Taiwan – reorientation to US
Today's October FDI data once again illustrate the big reorientation of Taiwan's investment and trade flows away from China and towards the US. For FDI that's been encouraged by Biden subsidies, but Trump doesn't like those, nor the big trade surplus that Taiwan now runs with the US.
Korea – softer private sector employment
The headlines don't show much change in the labour market in October, with the unemployment rate still comfortably below 3%. But while employment overall was stable, that was because of government jobs. Employment in the private sector fell again and is now the lowest since July 2023.
Taiwan – pick-up in wage growth is holding
The post-2020 rise in wage growth is holding in manufacturing.

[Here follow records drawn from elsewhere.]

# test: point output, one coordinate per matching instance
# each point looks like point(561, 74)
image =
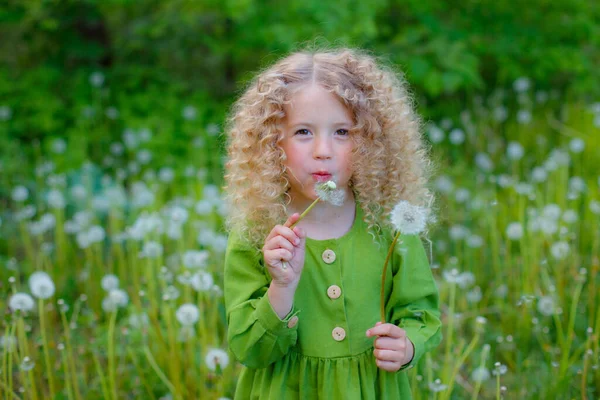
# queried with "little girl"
point(303, 301)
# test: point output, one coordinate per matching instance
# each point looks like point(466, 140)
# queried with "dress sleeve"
point(414, 301)
point(256, 334)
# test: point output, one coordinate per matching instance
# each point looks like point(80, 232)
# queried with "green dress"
point(320, 349)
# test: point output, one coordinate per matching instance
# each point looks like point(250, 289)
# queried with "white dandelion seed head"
point(187, 314)
point(484, 162)
point(514, 231)
point(559, 250)
point(202, 281)
point(515, 151)
point(195, 258)
point(576, 145)
point(457, 136)
point(216, 357)
point(480, 374)
point(408, 218)
point(546, 305)
point(570, 216)
point(539, 174)
point(41, 285)
point(328, 192)
point(109, 282)
point(524, 117)
point(21, 301)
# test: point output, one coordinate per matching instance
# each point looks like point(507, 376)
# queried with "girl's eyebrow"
point(308, 124)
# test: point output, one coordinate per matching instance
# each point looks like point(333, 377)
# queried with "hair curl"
point(390, 159)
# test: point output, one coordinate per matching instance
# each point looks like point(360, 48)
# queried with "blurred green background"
point(111, 162)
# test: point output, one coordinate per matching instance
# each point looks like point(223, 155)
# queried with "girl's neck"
point(326, 221)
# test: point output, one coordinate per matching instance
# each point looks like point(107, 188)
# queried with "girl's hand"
point(393, 349)
point(285, 244)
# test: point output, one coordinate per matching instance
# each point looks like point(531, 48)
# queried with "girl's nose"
point(323, 147)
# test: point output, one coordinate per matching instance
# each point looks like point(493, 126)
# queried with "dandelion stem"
point(45, 344)
point(383, 275)
point(305, 212)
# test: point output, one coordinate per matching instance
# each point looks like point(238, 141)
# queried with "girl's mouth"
point(321, 176)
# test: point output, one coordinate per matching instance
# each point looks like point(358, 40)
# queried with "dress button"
point(328, 256)
point(338, 334)
point(334, 291)
point(293, 321)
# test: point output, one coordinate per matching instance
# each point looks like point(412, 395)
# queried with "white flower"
point(97, 78)
point(560, 250)
point(195, 258)
point(522, 84)
point(546, 305)
point(436, 135)
point(500, 113)
point(216, 357)
point(576, 145)
point(109, 282)
point(41, 285)
point(515, 151)
point(21, 301)
point(514, 231)
point(56, 199)
point(166, 175)
point(524, 117)
point(595, 207)
point(115, 299)
point(409, 219)
point(327, 191)
point(480, 374)
point(202, 281)
point(457, 136)
point(484, 162)
point(20, 194)
point(151, 249)
point(189, 113)
point(539, 174)
point(458, 232)
point(462, 195)
point(570, 216)
point(187, 314)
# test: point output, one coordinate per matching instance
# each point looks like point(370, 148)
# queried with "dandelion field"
point(111, 271)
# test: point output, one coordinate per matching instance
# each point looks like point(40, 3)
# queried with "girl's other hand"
point(285, 244)
point(393, 349)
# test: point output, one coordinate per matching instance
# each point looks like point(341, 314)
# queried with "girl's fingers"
point(279, 242)
point(390, 366)
point(387, 355)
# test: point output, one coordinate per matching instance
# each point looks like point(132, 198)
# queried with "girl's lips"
point(322, 177)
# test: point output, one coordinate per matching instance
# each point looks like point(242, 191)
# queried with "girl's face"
point(316, 141)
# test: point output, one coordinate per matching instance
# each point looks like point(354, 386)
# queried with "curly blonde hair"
point(390, 159)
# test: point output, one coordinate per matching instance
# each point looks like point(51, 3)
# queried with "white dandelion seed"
point(216, 357)
point(202, 281)
point(546, 305)
point(514, 231)
point(457, 136)
point(480, 374)
point(576, 145)
point(109, 282)
point(187, 314)
point(41, 285)
point(559, 250)
point(21, 301)
point(515, 151)
point(408, 218)
point(195, 258)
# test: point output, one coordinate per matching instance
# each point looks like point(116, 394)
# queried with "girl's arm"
point(256, 334)
point(414, 301)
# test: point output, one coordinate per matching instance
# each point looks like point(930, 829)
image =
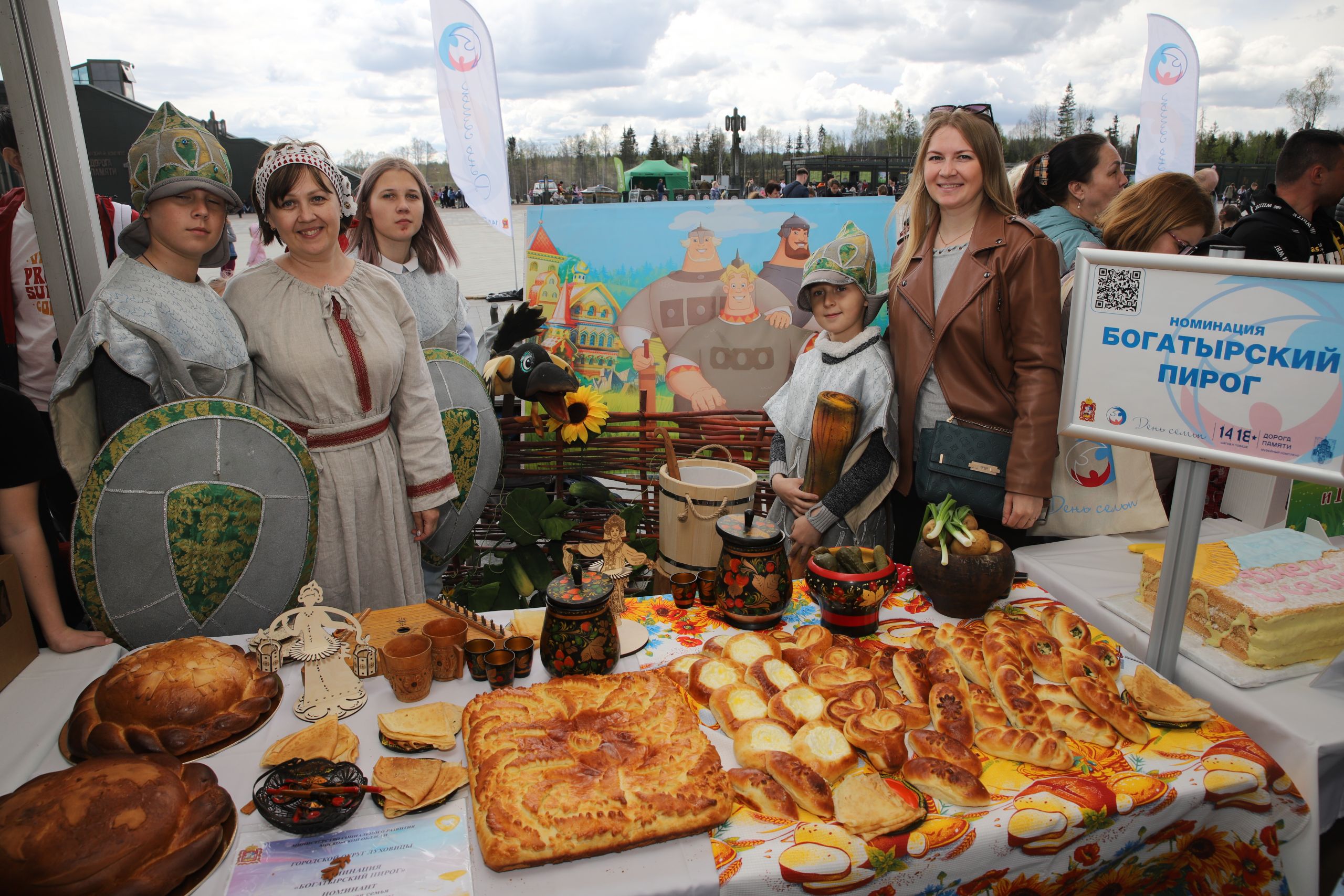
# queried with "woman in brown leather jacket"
point(975, 316)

In services, it is less obvious, but for the economy overall, the trend in wage growth is still comfortably above 2% YoY, whereas in the 15 years from 2003 it was closer to 1%. This rise, in turn, should raise the floor for inflation.
China – no change in monetary trends
Including CGBs, the credit impulse is weak, but not terrible, and there's been a tick-up in bank lending and mortgages since August. However, there's nothing to suggest any real momentum in the credit cycle. At the same time, the deflationary move into time deposits continues.
Korea – more signs of export weakness
Export growth in the first ten days of November fell to zero. And while the small number of days make this data set volatile, it comes after weakness in broader data for October, both full-month trade, and the PMI. The weakness in exports is a big deal for the BOK when domestic demand is also soft.
China – still in deflation
There might be some signs of better sentiment feeding into prices, but they aren't strong. Core sequential CPI inflation did get back to zero in October, but the 3mma remains negative. Despite the jump in PMI input prices last month, PPI also continues to fall.
Taiwan – services driving growth
I thought the drop in the mfg PMIs in October might have been noise. But the November data show it is more than that, remaining weak in both Taiwan and Korea. Korea's exports today fell too. That makes the domestic cycle more important, and in Taiwan, that looks more resilient than Korea.